On Kernel Derivative Approximation with Random Fourier Features

TL;DR

This paper investigates the approximation quality of Random Fourier Features (RFF) for kernel derivatives, demonstrating that existing guarantees can be exponentially improved, thus broadening RFF's applicability to derivative-based kernel tasks.

Contribution

It provides the first theoretical analysis of RFF approximation quality for kernel derivatives, showing that guarantees for kernel values extend to derivatives with exponential improvements.

Findings

Finite-sample guarantees for kernel derivatives are exponentially improved.

RFF approximation guarantees for derivatives match those for kernel values.
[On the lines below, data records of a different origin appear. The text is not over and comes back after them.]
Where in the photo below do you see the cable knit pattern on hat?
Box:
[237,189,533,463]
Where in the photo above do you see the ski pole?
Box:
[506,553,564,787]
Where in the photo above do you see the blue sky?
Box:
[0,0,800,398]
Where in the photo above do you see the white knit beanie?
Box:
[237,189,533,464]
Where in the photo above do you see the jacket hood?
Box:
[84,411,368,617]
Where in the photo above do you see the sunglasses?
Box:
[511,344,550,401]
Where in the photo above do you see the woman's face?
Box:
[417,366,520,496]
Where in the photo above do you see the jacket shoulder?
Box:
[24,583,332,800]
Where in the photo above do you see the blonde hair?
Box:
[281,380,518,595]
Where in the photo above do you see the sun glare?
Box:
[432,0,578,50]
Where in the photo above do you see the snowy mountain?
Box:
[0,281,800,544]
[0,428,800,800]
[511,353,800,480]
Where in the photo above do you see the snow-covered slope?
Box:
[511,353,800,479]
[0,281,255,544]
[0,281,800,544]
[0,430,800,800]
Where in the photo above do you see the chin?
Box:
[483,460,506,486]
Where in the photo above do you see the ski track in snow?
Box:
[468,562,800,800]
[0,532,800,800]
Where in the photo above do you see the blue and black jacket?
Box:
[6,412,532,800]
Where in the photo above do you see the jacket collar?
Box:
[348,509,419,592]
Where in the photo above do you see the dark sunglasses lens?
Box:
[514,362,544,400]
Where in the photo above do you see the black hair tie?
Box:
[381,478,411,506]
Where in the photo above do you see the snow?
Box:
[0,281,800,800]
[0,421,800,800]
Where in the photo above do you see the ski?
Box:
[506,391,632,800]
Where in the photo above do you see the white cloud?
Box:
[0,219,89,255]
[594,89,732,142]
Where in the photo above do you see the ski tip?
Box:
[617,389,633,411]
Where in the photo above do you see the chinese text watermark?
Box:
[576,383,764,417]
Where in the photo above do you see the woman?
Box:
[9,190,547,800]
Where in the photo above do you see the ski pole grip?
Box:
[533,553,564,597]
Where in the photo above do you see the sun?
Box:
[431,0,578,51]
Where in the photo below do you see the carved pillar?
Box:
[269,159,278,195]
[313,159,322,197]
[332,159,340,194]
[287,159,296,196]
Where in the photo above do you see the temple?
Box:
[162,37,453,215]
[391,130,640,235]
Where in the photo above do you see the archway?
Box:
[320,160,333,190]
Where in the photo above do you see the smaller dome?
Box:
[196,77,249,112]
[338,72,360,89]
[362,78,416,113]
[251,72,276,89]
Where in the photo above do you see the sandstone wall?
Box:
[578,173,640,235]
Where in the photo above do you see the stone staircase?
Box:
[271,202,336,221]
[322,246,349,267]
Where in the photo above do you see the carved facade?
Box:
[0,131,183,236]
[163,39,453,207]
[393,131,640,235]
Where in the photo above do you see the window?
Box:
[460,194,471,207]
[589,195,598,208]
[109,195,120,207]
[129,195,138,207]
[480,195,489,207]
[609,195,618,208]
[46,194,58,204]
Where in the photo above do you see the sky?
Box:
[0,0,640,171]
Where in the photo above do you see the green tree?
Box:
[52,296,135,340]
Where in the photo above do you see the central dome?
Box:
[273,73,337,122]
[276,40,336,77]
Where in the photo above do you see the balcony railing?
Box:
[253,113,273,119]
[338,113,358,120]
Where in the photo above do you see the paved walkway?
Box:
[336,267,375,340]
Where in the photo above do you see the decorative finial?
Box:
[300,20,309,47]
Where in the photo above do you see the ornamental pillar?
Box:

Theoretical tools from unbounded empirical process theory are employed.

Abstract

Random Fourier features (RFF) represent one of the most popular and wide-spread techniques in machine learning to scale up kernel algorithms. Despite the numerous successful applications of RFFs, unfortunately, quite little is understood theoretically on their optimality and limitations of their performance. Only recently, precise statistical-computational trade-offs have been established for RFFs in the approximation of kernel values, kernel ridge regression, kernel PCA and SVM classification. Our goal is to spark the investigation of optimality of RFF-based approximations in tasks involving not only function values but derivatives, which naturally lead to optimization problems with kernel derivatives. Particularly, in this paper, we focus on the approximation quality of RFFs for kernel derivatives and prove that the existing finite-sample guarantees can be improved exponentially in terms of the domain where they hold, using recent tools from unbounded empirical process theory. Our result implies that the same approximation guarantee is attainable for kernel derivatives using RFF as achieved for kernel values.